I was hanging out in the Wierd Records party, and all the friends were a lot younger than me. They were the YouTube generation, so that they always finding some eighties Japanese music, which I didn't know. Do you know this one? Wow. No, but it's great! It is great that it existed. I was there, but I had no idea.  

One of those artists was Tomo Akikawabaya, a mysterious minimal synth musician from Japan. 

There are no photos of Tomo, he never performed live, and he never gave interviews. Tomo released several singles in the 1980s, and then disappeared without a trace… well, maybe a little bit of a trace that Nao was able to follow.
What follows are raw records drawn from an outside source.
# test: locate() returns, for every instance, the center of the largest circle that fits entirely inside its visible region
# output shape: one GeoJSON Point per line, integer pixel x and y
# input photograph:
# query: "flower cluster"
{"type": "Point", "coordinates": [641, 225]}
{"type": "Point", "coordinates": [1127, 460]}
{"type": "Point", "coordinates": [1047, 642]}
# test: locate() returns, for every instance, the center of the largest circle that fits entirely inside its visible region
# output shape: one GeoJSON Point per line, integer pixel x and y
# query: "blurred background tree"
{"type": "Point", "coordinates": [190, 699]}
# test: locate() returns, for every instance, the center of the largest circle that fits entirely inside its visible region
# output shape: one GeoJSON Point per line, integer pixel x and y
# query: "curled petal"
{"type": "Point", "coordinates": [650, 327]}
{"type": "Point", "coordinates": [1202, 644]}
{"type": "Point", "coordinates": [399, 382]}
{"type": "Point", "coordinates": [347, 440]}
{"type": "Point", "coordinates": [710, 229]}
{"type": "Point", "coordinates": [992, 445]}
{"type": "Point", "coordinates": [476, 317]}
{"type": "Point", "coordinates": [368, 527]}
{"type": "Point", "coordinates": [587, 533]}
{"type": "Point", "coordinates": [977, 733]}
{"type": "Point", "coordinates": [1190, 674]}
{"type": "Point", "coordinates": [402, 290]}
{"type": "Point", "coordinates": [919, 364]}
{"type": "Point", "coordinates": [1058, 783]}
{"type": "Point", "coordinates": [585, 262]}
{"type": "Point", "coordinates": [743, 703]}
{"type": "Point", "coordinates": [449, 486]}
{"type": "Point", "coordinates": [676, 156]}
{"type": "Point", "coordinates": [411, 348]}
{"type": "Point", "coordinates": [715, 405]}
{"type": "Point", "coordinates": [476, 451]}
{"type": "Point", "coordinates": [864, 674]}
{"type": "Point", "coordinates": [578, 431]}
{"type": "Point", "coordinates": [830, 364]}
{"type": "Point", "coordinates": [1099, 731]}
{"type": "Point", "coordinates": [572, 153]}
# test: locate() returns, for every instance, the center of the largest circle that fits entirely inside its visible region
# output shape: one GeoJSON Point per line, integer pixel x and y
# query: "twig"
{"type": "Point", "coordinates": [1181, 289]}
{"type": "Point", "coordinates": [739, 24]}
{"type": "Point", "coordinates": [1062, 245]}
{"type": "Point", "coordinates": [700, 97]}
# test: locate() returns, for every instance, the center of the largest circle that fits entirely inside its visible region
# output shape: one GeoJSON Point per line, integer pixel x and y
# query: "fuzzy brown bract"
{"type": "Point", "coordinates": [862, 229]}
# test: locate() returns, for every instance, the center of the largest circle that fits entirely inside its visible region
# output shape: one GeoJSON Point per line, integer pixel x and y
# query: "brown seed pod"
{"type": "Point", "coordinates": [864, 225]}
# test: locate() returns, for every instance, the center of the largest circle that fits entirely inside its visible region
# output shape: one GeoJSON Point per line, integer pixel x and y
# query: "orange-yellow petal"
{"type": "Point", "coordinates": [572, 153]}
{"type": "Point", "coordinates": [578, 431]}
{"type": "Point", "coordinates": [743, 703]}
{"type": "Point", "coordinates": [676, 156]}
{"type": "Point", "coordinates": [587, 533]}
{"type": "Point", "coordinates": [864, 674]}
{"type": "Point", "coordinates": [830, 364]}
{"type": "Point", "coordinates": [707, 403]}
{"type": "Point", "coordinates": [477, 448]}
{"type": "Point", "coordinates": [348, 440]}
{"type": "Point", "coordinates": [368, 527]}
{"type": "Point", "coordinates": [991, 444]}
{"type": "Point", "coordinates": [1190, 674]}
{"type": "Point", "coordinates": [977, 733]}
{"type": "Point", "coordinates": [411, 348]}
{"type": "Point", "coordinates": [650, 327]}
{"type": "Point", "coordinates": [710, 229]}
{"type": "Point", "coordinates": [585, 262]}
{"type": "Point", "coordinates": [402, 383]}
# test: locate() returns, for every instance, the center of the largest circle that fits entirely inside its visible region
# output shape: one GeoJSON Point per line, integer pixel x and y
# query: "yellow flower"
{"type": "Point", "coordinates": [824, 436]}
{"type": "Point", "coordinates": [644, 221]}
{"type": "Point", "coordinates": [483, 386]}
I learned about his music through, again, Xeno & Oaklander, and Sean had a mixtape. He got it from some record collector in Germany, I believe, and he played it for me. And he was like, Do you know this guy? Of course, no idea. And he said, he is called Tomo Akikayabaya, and that's a made-up name. So this isn't even a Japanese name? No idea. When I visited Japan, I looked for their record. There's no chance. No chance. It doesn't exist. No information.

Then, one day in New York, I had a dinner with Veronica of Minimal Wave and Will Burnett of W.T. Records. And Veronica was saying, "okay, I still want to find this Tomo." My initial answer was always, "I don't know, that's impossible." But then I was like, "...Maybe." I was curious to find out who he is! [laughs]

I tracked down the recording studio that he recorded at. And it was still active. And the most remarkable thing was, he was still active, but then more in ambient music. But he's still active musician, and also he was aware of the current scene. He knew the existence of Minimal Wave. Almost he was waiting, waiting for that opportunity. That went pretty smooth afterwards. 

Nao even invited Tomo to contribute guest vocals to the track “Awakening” off his 2015 album Émergence… 

I asked him to do vocals. And we became friends. Eventually I met him in Japan. I went to his house. It was a bit far. But yeah, he was a true artist.

As for Nao, a new album is on its way later this year or in early 2024, as well as an upcoming show with another obscure eighties coldwave duo he discovered during his time in New York.

Next month, I'm going to play in southern Germany with this band, Parade Ground from Belgium. Eighties legends. That's another band I was listening to the while in Wierd Parties, I didn't even imagine I'm going to meet and play together. So, I'm very looking forward to it. 


Nao Katafuchi's most recent album, 2019's Stahlgrau, is available now via Bandcamp. He'll be playing Saturday, June 3rd at Slow Club in Freiburg im Breisgau, Germany, with Parade Ground.